PCI Compliance and SYN Flood DoS Attacks
Tuesday, December 8th, 2009We recently received the following question from a customer about the security checks included in the PCI compliance analysis performed by Athena FirePAC:
I just ran Athena FirePAC on an ASA firewall that is failing PCI requirement 1.3.6 due to SYN flood protection not enabled. I understand what SYN flood protection does, but I believe ASA firewalls still processes in a stateful manner, even without SYN flood protection turned on. This failure would indicate that the firewall will process a non stateful packet, and I don’t believe that’s the case. Can someone advise on why FirePAC failed us on this requirement?
The PCI DSS control item 1.3.6 says, “Implement stateful inspection, also known as dynamic packet filtering. (That is, only ‘established’ connections are allowed into the network.)” It is true that Cisco ASA firewalls implement stateful inspection, as do most modern firewalls including Check Point, and Juniper Netscreen. So checking for it is a moot point.
Rather than simply making this a “checkbox” item in the PCI DSS compliance analysis provided by Athena FirePAC, we decided to take this as an opportunity to check for additional protection against some common attacks that exploit the stateful nature of TCP connections. The SYN flood attack is one example.
In Cisco ASA firewalls, the NAT and Static commands have a parameter that specifies the maximum number of embryonic connections allowed per host. An embryonic connection is a connection request that has not finished the three-way handshake between source and destination. The default is 0, which means unlimited embryonic connections are allowed. Setting the embryonic connection limit to a non-zero value lets you prevent SYN flood attacks by dropping connections after the limit is reached. FirePAC checks if this limit is not set, i.e. 0, which means unlimited embyronic connections are allowed. If it is 0, the host is susceptible to the SYN flood attack and the security check is flagged. FirePAC performs similar checks for Juniper Netscreen and Check Point firewalls as well.
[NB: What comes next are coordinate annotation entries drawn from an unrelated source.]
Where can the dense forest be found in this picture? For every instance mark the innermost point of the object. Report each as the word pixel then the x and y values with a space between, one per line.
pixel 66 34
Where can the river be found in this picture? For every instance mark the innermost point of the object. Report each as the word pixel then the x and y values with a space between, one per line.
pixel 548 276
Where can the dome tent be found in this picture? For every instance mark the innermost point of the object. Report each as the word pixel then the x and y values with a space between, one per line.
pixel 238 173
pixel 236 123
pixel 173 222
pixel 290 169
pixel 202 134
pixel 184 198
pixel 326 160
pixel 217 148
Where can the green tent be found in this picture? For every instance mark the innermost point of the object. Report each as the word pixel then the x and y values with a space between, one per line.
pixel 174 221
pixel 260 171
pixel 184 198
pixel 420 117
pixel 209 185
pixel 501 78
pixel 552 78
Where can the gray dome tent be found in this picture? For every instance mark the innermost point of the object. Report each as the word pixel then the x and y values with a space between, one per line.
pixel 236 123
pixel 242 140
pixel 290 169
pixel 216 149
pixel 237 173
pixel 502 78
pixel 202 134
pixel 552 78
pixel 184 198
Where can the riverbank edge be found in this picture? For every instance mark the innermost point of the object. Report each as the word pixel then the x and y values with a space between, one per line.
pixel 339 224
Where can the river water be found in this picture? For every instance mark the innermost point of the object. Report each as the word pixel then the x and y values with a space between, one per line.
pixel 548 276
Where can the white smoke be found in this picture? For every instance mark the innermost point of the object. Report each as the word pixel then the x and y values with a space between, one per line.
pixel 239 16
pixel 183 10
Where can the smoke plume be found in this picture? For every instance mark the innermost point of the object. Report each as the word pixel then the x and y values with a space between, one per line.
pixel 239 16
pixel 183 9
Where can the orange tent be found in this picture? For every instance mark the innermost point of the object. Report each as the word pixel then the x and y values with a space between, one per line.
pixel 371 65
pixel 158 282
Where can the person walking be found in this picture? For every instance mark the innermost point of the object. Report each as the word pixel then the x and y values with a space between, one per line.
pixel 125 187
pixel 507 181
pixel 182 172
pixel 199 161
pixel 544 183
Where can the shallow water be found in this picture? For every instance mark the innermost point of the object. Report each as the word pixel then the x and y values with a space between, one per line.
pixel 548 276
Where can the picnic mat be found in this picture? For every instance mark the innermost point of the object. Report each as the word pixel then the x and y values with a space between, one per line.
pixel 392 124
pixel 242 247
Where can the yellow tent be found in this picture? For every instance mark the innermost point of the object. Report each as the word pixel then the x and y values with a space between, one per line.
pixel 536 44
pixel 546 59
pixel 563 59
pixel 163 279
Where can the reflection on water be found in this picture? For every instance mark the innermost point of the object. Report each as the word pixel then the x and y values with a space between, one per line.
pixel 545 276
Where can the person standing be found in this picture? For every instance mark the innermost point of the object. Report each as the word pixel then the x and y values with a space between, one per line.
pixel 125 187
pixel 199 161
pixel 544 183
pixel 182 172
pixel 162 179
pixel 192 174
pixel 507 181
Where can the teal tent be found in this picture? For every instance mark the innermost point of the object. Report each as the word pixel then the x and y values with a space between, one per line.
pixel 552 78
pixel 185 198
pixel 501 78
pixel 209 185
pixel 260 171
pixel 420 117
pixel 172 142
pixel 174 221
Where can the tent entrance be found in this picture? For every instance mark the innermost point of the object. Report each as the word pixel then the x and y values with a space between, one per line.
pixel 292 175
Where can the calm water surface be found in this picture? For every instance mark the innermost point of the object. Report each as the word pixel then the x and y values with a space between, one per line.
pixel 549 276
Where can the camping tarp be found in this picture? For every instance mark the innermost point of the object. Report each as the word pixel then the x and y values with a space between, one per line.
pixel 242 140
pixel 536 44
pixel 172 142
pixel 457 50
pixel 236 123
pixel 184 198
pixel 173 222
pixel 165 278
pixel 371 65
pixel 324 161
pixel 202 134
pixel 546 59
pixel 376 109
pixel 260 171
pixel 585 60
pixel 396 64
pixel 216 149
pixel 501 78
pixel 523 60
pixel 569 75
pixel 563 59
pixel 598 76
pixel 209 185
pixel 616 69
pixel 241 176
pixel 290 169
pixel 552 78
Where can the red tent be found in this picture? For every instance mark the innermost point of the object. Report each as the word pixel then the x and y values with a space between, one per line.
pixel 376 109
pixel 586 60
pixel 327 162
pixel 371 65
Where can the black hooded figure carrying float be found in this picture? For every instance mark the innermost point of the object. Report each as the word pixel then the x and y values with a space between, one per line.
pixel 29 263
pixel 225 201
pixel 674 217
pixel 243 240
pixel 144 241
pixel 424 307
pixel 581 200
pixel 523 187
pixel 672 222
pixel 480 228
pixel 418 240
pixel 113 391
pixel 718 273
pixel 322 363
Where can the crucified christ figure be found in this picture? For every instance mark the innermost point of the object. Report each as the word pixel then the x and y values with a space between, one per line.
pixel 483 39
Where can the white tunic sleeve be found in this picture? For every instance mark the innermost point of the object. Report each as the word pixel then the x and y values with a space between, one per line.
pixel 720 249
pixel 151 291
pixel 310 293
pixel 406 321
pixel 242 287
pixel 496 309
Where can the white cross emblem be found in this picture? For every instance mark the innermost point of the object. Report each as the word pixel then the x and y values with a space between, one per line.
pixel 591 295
As I’ve noted elsewhere, simply passing a PCI compliance audit is not a substitute for security. You really have to know what’s going on in your firewall to ensure that it’s configured securely. Given some of the changes announced earlier this year by the PCI council, these kinds of robust and detailed analyses will be required to show that that the PCI in-scope network is truly secure and controlled. FirePAC includes these kinds of additional checks to help you get it right.